Alabama is asking a judge to keep his execution secret

The state of Alabama is asking a federal judge to withhold certain information about what happened during the botched execution of Alan Miller last month.

US Judge R. Austin Huffaker Jr. for the Middle District of Alabama last week ordered the state to produce documents related to the attempted execution by Thursday — information sought by Miller’s lawyers in a federal lawsuit.

But the Alabama attorney general’s office asked Huffaker on Thursday to first issue an order to prevent certain information they would provide in the case from being released.

Specifically, according to its request, the state wants to protect the confidentiality of current and former members of the execution team that Miller’s lawyers want to depose and allow the execution team to be identified by pseudonyms instead. The state is also requesting that the identities of individuals or companies that provide execution-related materials and supplies to the state prison system be kept confidential, as well as security information in the Alabama Department of Corrections’ implementation protocol.
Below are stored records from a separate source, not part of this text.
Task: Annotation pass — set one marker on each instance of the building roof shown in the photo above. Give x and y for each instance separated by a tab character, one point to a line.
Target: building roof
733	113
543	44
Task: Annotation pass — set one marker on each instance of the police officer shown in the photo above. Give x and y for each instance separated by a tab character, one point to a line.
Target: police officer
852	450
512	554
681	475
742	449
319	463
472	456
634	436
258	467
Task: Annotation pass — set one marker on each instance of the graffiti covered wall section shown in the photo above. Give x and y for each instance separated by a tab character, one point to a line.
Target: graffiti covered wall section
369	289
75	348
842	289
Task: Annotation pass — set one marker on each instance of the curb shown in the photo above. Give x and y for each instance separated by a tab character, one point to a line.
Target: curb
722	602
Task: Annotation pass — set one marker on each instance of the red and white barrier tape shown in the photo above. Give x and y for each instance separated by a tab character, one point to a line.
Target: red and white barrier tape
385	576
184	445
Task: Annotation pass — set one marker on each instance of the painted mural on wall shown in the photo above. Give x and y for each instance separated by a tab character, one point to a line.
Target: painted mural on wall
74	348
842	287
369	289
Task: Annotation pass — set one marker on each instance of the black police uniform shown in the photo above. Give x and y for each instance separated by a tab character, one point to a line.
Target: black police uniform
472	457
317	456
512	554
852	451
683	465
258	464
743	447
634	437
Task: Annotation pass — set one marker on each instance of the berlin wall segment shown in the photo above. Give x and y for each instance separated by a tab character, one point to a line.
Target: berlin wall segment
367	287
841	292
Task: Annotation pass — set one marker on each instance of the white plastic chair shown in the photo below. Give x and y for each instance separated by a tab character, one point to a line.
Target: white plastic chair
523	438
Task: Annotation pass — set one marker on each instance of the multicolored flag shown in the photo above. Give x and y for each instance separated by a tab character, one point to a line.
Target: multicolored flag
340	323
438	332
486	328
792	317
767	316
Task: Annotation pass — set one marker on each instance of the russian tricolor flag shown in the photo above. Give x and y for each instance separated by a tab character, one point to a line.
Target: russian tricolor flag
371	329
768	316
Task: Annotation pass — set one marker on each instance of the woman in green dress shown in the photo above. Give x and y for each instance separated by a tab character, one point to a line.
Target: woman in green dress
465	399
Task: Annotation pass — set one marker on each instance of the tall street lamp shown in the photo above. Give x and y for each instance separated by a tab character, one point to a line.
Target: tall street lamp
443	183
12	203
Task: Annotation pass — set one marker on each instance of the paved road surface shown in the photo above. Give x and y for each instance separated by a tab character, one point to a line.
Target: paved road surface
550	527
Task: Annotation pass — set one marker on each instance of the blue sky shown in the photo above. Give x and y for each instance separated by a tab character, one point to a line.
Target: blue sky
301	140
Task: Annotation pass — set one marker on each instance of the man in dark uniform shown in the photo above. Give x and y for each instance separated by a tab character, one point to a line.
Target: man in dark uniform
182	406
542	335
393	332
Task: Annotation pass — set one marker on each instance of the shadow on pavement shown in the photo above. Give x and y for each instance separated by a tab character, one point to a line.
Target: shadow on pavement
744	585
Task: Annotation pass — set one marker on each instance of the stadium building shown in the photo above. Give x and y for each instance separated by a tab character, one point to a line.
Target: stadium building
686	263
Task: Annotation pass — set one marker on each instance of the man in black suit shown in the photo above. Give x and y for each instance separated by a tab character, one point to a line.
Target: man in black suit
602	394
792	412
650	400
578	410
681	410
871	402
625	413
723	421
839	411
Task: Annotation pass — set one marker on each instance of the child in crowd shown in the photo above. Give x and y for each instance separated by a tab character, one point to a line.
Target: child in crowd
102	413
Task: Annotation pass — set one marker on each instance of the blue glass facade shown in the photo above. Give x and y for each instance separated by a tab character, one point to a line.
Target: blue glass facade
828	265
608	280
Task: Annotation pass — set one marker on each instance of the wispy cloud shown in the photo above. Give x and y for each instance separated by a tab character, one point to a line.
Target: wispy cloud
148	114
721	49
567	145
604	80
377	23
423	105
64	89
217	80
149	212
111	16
If the members of the execution team were identified, they could resign from the team rather than face “harassment, violence, threats or unwanted attention from the media, activists and the public,” according to an affidavit by Terry Raybon, a warden at the William C Correctional Facility .Holman, where executions take place. It would be difficult to replace members of the implementation team, he said.

Miller’s lawyers also previously received a redacted version of the state’s execution protocol, but if the unredacted version was provided, “it could be used to track the location of personnel before, during and after the execution, or it could be used to identify people involved in the execution,” he argues Attorney General.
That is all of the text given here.